The National Electricity Rules include a dispute resolution process that is open to all projects subject to the RIT-T or RIT-D.

Relevant parties are able to raise disputes with the AER in relation to the conclusions made by the proponent in a final project assessment report, on the grounds that:

  • the proponent has not applied the RIT in accordance with the Rules; or
  • there was a manifest error in the calculations performed by the network business in applying the RIT.

The AER may then either reject a dispute, or make a determination on the dispute, and the timeframes for doing so will depend on the complexity of the dispute.

The AER may only make a determination which directs a business to amend its final project assessment report where the business has not correctly applied the RIT in accordance with the rules, or where the business has made a manifest error in its calculations.
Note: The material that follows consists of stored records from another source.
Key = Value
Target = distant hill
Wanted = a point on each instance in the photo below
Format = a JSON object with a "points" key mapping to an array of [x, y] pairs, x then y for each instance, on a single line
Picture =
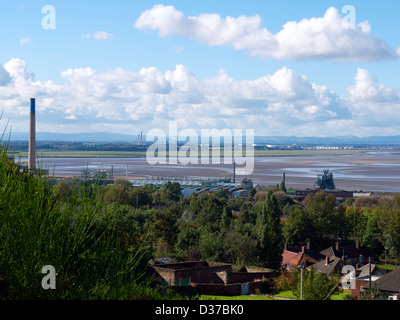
{"points": [[274, 140]]}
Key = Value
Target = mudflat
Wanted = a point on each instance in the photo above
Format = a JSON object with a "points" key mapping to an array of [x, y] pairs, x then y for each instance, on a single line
{"points": [[369, 171]]}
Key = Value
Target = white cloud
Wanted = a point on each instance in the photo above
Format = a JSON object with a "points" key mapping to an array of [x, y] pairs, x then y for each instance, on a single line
{"points": [[325, 38], [373, 104], [102, 35], [5, 77], [98, 35], [25, 41], [280, 103]]}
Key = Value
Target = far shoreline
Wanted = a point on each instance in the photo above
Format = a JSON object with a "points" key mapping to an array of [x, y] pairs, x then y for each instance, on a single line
{"points": [[141, 154]]}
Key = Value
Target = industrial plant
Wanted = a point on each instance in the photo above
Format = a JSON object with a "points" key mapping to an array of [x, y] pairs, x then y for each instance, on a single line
{"points": [[189, 185]]}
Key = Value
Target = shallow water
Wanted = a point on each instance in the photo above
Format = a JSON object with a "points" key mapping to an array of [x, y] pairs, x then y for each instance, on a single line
{"points": [[374, 171]]}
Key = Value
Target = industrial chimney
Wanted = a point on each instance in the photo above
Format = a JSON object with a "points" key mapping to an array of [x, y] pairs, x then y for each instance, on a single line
{"points": [[32, 138]]}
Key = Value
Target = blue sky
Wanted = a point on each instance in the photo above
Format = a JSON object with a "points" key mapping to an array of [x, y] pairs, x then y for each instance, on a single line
{"points": [[278, 67]]}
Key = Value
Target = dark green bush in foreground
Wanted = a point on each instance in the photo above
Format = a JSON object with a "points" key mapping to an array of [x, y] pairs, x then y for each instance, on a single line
{"points": [[91, 258]]}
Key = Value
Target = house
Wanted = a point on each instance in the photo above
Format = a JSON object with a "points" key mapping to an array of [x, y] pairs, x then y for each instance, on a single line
{"points": [[295, 259], [354, 254], [388, 285], [211, 277], [330, 265], [300, 255]]}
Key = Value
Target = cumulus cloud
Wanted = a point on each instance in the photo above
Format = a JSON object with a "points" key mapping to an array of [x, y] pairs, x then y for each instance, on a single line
{"points": [[373, 105], [25, 41], [102, 35], [5, 77], [324, 38], [98, 35], [280, 103]]}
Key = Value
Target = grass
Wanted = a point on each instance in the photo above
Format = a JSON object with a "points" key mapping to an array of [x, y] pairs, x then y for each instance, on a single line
{"points": [[243, 297], [388, 267]]}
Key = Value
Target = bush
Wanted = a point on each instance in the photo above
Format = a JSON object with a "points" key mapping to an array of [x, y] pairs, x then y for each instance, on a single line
{"points": [[37, 229]]}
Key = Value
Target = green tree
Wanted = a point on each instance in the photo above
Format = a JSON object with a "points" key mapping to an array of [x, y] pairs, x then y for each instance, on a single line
{"points": [[212, 246], [320, 208], [297, 227], [240, 249], [226, 219], [170, 192], [389, 223], [269, 232], [188, 237], [316, 286]]}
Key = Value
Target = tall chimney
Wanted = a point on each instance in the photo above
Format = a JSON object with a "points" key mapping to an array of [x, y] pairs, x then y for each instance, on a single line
{"points": [[234, 171], [32, 138]]}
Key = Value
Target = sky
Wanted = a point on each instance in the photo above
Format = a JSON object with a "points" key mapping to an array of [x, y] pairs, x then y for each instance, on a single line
{"points": [[282, 68]]}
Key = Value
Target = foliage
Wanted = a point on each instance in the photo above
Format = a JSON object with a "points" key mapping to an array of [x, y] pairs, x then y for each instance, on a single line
{"points": [[269, 232]]}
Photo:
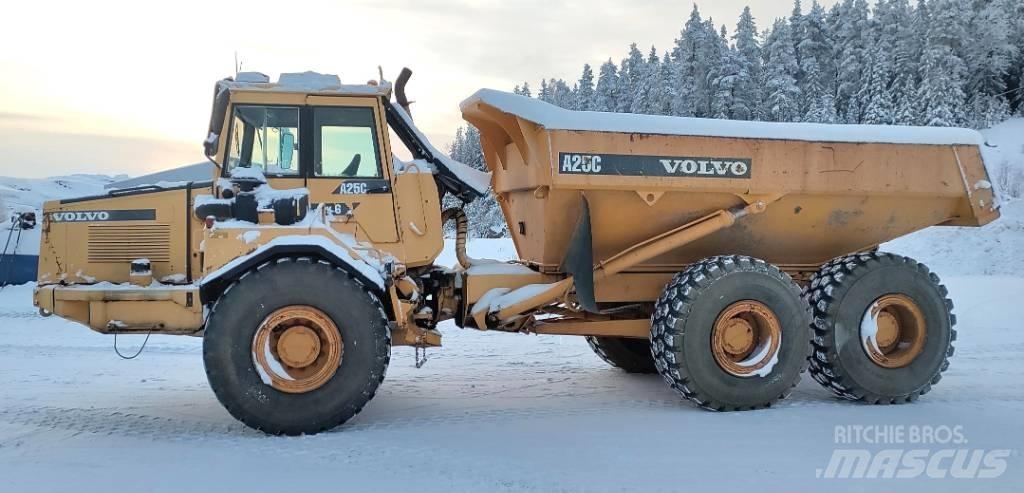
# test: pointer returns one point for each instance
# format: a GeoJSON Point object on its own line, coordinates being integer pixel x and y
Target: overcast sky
{"type": "Point", "coordinates": [125, 87]}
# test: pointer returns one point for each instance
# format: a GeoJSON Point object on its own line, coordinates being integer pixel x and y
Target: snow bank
{"type": "Point", "coordinates": [996, 248]}
{"type": "Point", "coordinates": [556, 118]}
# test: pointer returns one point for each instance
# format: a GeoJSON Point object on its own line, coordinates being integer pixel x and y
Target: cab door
{"type": "Point", "coordinates": [348, 172]}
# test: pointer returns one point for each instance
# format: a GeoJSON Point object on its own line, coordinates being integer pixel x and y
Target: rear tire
{"type": "Point", "coordinates": [700, 304]}
{"type": "Point", "coordinates": [630, 355]}
{"type": "Point", "coordinates": [845, 360]}
{"type": "Point", "coordinates": [255, 396]}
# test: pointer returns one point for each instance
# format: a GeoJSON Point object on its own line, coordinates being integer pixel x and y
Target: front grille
{"type": "Point", "coordinates": [115, 243]}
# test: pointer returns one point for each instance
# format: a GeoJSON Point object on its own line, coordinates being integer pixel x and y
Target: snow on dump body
{"type": "Point", "coordinates": [555, 118]}
{"type": "Point", "coordinates": [479, 180]}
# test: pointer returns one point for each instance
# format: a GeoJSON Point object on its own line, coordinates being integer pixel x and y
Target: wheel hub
{"type": "Point", "coordinates": [738, 336]}
{"type": "Point", "coordinates": [297, 348]}
{"type": "Point", "coordinates": [893, 331]}
{"type": "Point", "coordinates": [745, 338]}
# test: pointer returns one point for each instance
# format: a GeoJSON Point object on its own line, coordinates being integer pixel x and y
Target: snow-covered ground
{"type": "Point", "coordinates": [488, 412]}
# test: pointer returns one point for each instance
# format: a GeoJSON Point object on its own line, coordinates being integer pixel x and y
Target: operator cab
{"type": "Point", "coordinates": [310, 132]}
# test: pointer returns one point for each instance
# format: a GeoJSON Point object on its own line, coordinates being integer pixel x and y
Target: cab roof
{"type": "Point", "coordinates": [303, 82]}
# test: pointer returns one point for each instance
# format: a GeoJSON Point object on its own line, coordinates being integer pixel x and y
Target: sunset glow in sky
{"type": "Point", "coordinates": [125, 87]}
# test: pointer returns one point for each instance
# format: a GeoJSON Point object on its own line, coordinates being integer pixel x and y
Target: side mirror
{"type": "Point", "coordinates": [287, 149]}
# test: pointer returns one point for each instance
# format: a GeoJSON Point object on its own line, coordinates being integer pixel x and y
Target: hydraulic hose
{"type": "Point", "coordinates": [461, 232]}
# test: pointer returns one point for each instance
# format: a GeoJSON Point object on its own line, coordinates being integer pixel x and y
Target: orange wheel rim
{"type": "Point", "coordinates": [297, 348]}
{"type": "Point", "coordinates": [893, 331]}
{"type": "Point", "coordinates": [745, 338]}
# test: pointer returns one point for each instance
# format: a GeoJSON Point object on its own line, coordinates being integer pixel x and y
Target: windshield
{"type": "Point", "coordinates": [264, 136]}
Joint planning arrangements

There are a number of joint planning arrangements under the National Electricity Rules:

  • Transmission businesses are required to undertake joint planning with other transmission businesses, with these arrangements being fairly light touch.
     
  • Transmission businesses and distribution businesses also have joint planning arrangements that are fairly prescriptive. Under TNSP-DNSP joint planning, the TNSP must conduct the RIT-T for projects identified under the joint planning process, in conjunction with the relevant DNSP. The RIT-T requires a broader range of market benefits be assessed, thus ensuring any applicable market benefits are appropriately considered.
     
  • Distribution businesses are required to undertake joint planning with the owners of any connected networks where there are issues affecting multiple networks. These DNSP-DNSP joint planning obligations are less prescriptive than the equivalent arrangements for TNSP-DNSP joint planning. Under DNSP-DNSP joint planning, DNSPs must carry out the requirements of the RIT-D for projects identified under the joint planning process.